Elias Myrlid

Personal information
- Full name: Elias Heggland Myrlid
- Date of birth: 4 August 2002 (age 24)
- Position: Striker

Team information
- Current team: Aalesund
- Number: 17

Youth career
- –2020: Os
- 2021–2022: Brann

Senior career*
- Years: Team / Apps / (Gls)
- 2018–2019: Os / 5 / (1)
- 2021–2023: Brann 2 / 42 / (39)
- 2023: Brann / 5 / (0)
- 2023: → Kristiansund (loan) / 3 / (0)
- 2023: → Kongsvinger (loan) / 10 / (2)
- 2024–2025: Hødd / 36 / (15)
- 2025–: Aalesund / 30 / (4)

= Elias Myrlid =

Norwegian footballer (born 2002)

Elias Myrlid (born 4 August 2002) is a Norwegian footballer who plays as a striker for Aalesunds FK.

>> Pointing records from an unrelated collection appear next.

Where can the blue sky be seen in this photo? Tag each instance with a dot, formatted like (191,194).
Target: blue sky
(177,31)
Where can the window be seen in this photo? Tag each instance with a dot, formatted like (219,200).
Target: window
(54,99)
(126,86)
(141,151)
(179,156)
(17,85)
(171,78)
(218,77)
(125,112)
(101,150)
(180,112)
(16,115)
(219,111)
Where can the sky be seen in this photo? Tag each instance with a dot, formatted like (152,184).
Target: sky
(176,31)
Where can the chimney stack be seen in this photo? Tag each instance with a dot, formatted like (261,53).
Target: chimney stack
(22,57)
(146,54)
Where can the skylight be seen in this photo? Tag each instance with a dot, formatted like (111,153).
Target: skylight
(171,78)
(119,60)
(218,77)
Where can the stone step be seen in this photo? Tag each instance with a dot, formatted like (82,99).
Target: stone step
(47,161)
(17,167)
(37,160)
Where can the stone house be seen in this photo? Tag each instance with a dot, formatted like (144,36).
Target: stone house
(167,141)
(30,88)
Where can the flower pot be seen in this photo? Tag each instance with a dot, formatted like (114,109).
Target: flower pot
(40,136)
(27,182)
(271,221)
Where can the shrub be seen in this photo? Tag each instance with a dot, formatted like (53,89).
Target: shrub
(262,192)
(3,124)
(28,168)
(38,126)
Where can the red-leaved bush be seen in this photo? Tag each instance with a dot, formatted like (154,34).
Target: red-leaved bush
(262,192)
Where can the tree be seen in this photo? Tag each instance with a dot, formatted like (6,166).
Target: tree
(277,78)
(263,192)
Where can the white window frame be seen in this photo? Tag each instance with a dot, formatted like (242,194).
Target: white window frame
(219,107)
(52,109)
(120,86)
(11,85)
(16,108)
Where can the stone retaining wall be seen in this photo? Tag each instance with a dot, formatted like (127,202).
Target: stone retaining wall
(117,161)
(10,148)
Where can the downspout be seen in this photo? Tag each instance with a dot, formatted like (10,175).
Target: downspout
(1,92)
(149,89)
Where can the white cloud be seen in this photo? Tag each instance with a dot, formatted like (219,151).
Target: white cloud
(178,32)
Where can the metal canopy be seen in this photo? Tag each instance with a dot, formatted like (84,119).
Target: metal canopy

He started his youth career in Os TF, making his first-team debut in 2018 against Telavåg, and even scoring on his debut. Having played sparingly for Os, the 2020 season (below the Second Division) was then cancelled in 2020, with Myrlid therefore only playing youth football for Os that season. In 2021 he moved to the academy of SK Brann.

His performances for Brann's senior B team were stellar, scoring 16 goals in just 11 games in 2021, followed by 17 goals in 2022. The team was subsequently promoted from the Third Division, but Myrlid also managed 6 goals in 7 matches in the 2023 2. divisjon. Nevertheless, he was told by B team coach Azar Karadas to lead a more professional lifestyle.

At the start of 2023, Myrlid was loaned out to second-tier club Kristiansund. After only three games, Brann mandated his return; at this time he signed his first contract with the senior team. Myrlid's Eliteserien debut for Brann came in the 16 May Game of 2023. He totaled five appearances in Eliteserien in addition to five cup matches, before being loaned out again, this time to Kongsvinger. Here, he again scored on his debut, against Ranheim.

Having returned to Brann, he was bought by IL Hødd at the very end of the 2024 winter transfer window. As Myrlid scored 9 goals in the 2024 2. divisjon and 6 goals in the first half of the 2025 1. divisjon, he was bought out by rivals Aalesunds FK. Swedish second-tier club Helsingborgs IF was also in contention to sign the striker.

In the 2026 Norwegian Cup, Myrlid scored a hat-trick for Aalesund in the first round, and followed up with two goals in the second round.